The thing which stands out about Tintin in the Congo, by contrast, is how far from the grim truth of the actual place Hergé's portrayal is. Don't get me wrong. I'm all for anyone being allowed to read it, both to learn about the way Europeans saw their empires at the time, and, frankly, to take a simplistic guilt-free pleasure in enjoying the slapstick fun of the story, blown-up rhinos and all. But, I think it's completely reasonable to shelve it in the teen or adult sections of bookshops with the contextualising wrap-round belly-band and foreword it's been sold with, just to make sure any poorly educated kids reading it don't get the impression that the patronising racism is acceptable today or that colonialism was really that fun for the black population.

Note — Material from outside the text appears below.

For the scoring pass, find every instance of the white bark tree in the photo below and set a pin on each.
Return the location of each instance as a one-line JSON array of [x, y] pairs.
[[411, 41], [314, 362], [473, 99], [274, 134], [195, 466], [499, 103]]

In short, I think Egmont and the UK bookshops have got it about right.
mct16
Member
#90 · Posted: 5 Nov 2011 21:42
Aristide Filoselle:
the Japanese... facial features are also distorted to make them look nasty. This is nasty, extreme, racism

I don't suppose we could put this down to some kind of artistic licence?

The Japanese are shown with beaming teeth, while the Chinese are shown as tight-lipped. This is just a way of telling one from the other.

I suppose you'll now argue that all Orientals should be presented as the same: with beaming teeth or tight-lips no matter where they come from - but Herge was trying to make some political points.

Smoking
How about the books including x-rays of a smoker's lungs?